Evet, Broadchurch’teki Olivia Colman’dan etkilenmiştim ama tüm filmografisini hatmetmek gibi bir niyetim yoktu. Demek ki karşılaşacağımız varmış, ne izleyeceğimi şaşırdığım günlerden birinde etraftakilerden sürekli duyduğum bir diziyi açtım: Night Manager. Hugh Laurie var diye sarmıştım (Tom Hiddleston’ı çok sıkıcı buluyorum, sanırım aşşşırı yakışıklı olduğu için) ama o da neymiş, Olivia Colman da buradaymış.

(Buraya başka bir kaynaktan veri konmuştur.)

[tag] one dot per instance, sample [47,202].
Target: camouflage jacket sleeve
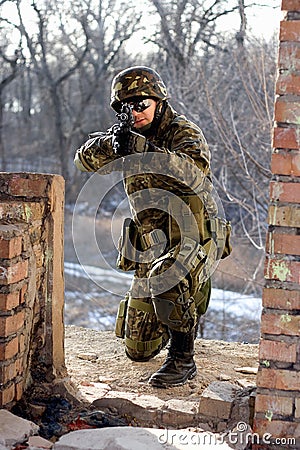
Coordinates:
[95,153]
[189,155]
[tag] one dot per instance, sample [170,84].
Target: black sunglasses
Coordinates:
[138,105]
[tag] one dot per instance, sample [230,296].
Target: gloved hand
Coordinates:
[126,143]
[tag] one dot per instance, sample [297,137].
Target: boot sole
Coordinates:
[163,384]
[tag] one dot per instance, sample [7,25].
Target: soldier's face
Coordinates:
[143,118]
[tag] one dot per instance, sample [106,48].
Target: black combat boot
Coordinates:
[179,366]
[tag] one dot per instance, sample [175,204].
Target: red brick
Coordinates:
[287,163]
[19,387]
[281,299]
[9,248]
[27,186]
[297,408]
[11,324]
[7,373]
[290,5]
[283,244]
[284,216]
[288,83]
[14,273]
[287,111]
[285,192]
[286,138]
[289,56]
[7,395]
[21,344]
[277,351]
[21,211]
[9,301]
[289,31]
[280,269]
[285,380]
[285,324]
[277,429]
[23,294]
[275,404]
[9,349]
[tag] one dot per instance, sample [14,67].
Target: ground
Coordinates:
[98,356]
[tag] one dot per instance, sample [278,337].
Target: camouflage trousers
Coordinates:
[150,310]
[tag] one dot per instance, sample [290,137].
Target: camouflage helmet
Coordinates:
[138,81]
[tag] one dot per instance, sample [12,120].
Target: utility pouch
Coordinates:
[121,317]
[220,231]
[129,244]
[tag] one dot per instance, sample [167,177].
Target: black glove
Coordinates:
[121,140]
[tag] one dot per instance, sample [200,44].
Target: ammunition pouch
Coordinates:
[121,317]
[128,246]
[220,231]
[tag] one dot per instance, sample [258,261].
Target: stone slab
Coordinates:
[129,438]
[217,400]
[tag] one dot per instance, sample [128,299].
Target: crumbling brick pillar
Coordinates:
[31,284]
[277,406]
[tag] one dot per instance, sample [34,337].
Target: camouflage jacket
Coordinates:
[176,163]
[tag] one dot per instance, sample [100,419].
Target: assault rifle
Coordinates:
[122,130]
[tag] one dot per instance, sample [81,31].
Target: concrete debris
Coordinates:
[247,370]
[15,430]
[39,442]
[217,399]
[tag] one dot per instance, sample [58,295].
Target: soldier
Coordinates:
[180,225]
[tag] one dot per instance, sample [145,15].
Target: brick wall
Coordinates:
[31,283]
[277,406]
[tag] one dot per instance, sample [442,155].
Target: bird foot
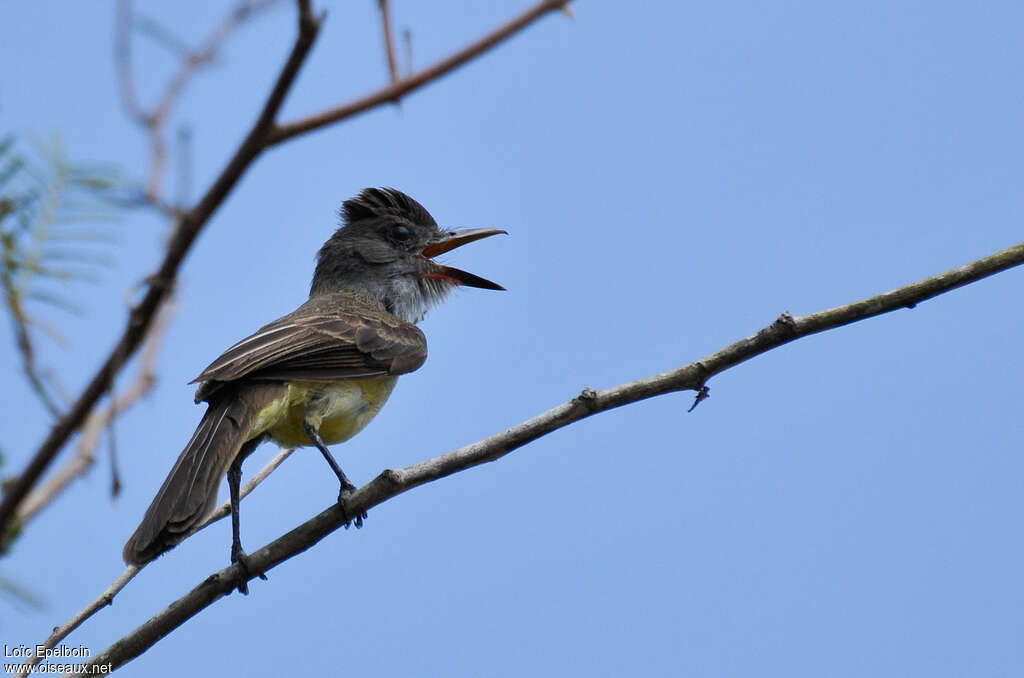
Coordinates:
[246,573]
[346,492]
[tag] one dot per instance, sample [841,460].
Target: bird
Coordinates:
[318,375]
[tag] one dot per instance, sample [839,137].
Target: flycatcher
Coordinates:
[318,375]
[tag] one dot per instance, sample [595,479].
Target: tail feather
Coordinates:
[189,493]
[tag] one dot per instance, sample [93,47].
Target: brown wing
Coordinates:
[331,346]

olivia-colman-night-manager

Sonra o da bitince, yine izlemekte çok geç kaldığım Fleabag’e dadandım. Açıkçası, bunda Olivia Colman’ın olduğunu biliyordum fakat yine şaşırdım. Night Manager’da ve Broadchurch’teki karakterleri arasında çok fazla fark yoktu; ikisi de kötülüğü birinci elden görmüş, dünyayı daha iyi bir yere getirmeye kararlı karakterlerdi. Fleabag’deki üvey anne karakteri ise… Vov! Londra’da yaşayan, etrafındaki erkeklerin penislerinin kalıplarını çıkarak sergileyen (İngiliz usulü aşırı komik bir modern sanat eleştirisi vardı o sahnelerde), kocasını ince ince manipüle edip kızlarından bile uzaklaştırmayı başaran, masallardaki kadar kötü gerçek bir üvey anne… Ama tabii, onu bile aşırılara kaçmadan, canlandırıyor Olivia Colman, küçük ironik bir gülüş, hırslı bir bakış…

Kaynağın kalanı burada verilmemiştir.